Cash-Out Refinancers Reduce Debt, Boost Credit Scores

CFPB follow-up report examines borrower tendencies when they tap home equity with refinancing
Paying down non-housing-related bills or debts, such as credit card balances, and long-term credit score improvement are two benefits from cash-out refinancing, the Consumer Financial Protection Bureau (CFPB) explains in an updated report on a December 2023 research topic from the consumer watchdog. The CFPB examined how cash-out borrowers between 2014 and 2021 used funds from a refinance.
“Paying off non-mortgage debts with home equity can make financial sense if the cost of extracting cash with the refinance – the interest on the new mortgage amount, plus any origination fees – is less than the cost of continuing to pay down other higher interest debt (e.g., the interest on an existing car loan) and any existing mortgage,” the CFPB noted in its report.
However, the CFPB found that more consumers used refinance equity to pay off other bills and debt in the earlier years studied than more recently. From 2014 to 2019, between 53.1% and 66.5% of refinancers each year chose “paying off other bills or debts” as the use of their resulting equity, while for 2020 and 2021, between 43.5% and 45.2% gave that same response.

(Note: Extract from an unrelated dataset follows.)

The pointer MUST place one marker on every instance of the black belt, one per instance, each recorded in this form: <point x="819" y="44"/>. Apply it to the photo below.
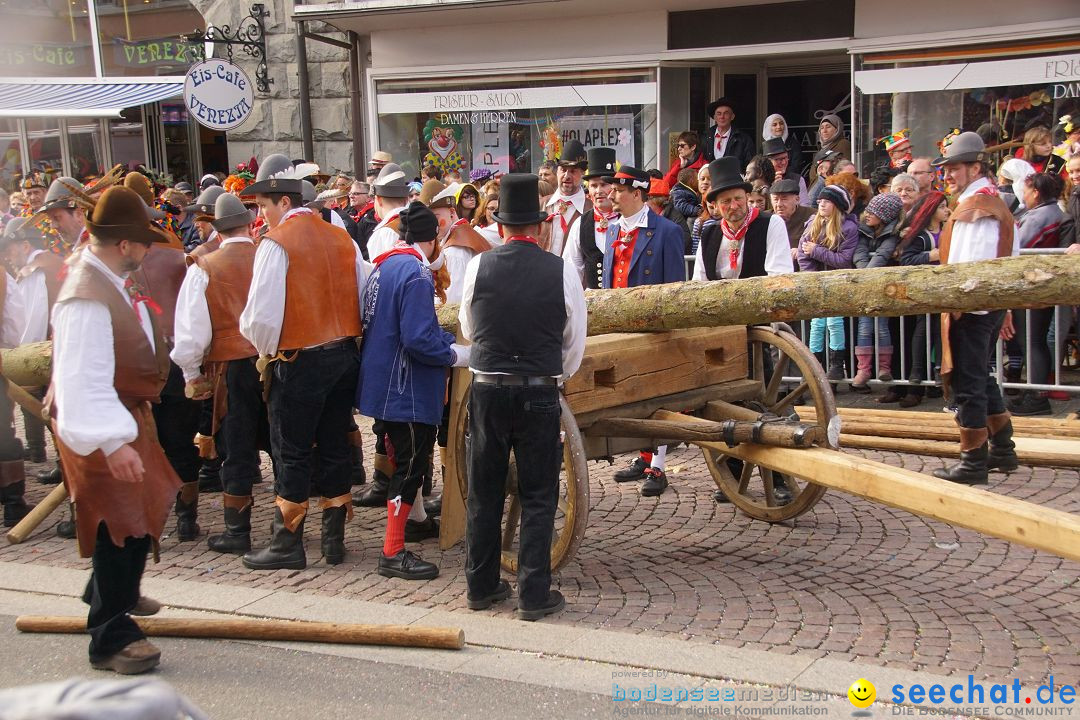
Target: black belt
<point x="523" y="380"/>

Meanwhile, more cash-out borrowers put equity into savings in 2021 than in 2014 – 23.8% versus 15.7%, respectively. After paying down other debt, the second-most commonly cited use for refinance equity was “home repairs or new construction.”
Cash-out refinance borrowers were likely to have large credit card balance decreases around the time of refinance, according to the CFPB, and “a sharp decrease” in average credit card balances during the quarter of the refinance and in the quarter following the refinance.
Other findings from the report include:
- More than half – 57.2% – of cash-out refinance borrowers with credit card balances had a balance decrease of 10% or more following the refinance.
- Cash-out borrowers’ average credit card balances decreased by more than $4,500 from the quarter before the refinance to the quarter after the refinance.
- More than two-thirds – 68.5% – of cash-out refinance borrowers with auto loan balances had a balance decrease of 10% or more after the refinance.
- Before refinancing, mean balances for some debt types differed between cash-out refinance borrowers and non-cash-out borrowers, CFPB found. Cash-out borrowers had a mean of about $4,000 higher credit card balances and about $4,000 less in their student loan balances.
In addition, borrowers’ refinancing and debt repayment ultimately helped boost credit scores.
Cash-out refinance borrowers had notable increases in their credit scores in the quarter after refinancing, the CFPB report found. However, credit card balances and use rates “trended back toward pre-refinance levels” in the year following a refinance, “but did not in that time increase to the pre-refinance level.”
Correspondingly, cash-out borrowers’ credit scores decreased in the year following refinancing, but remained above pre-refinance levels.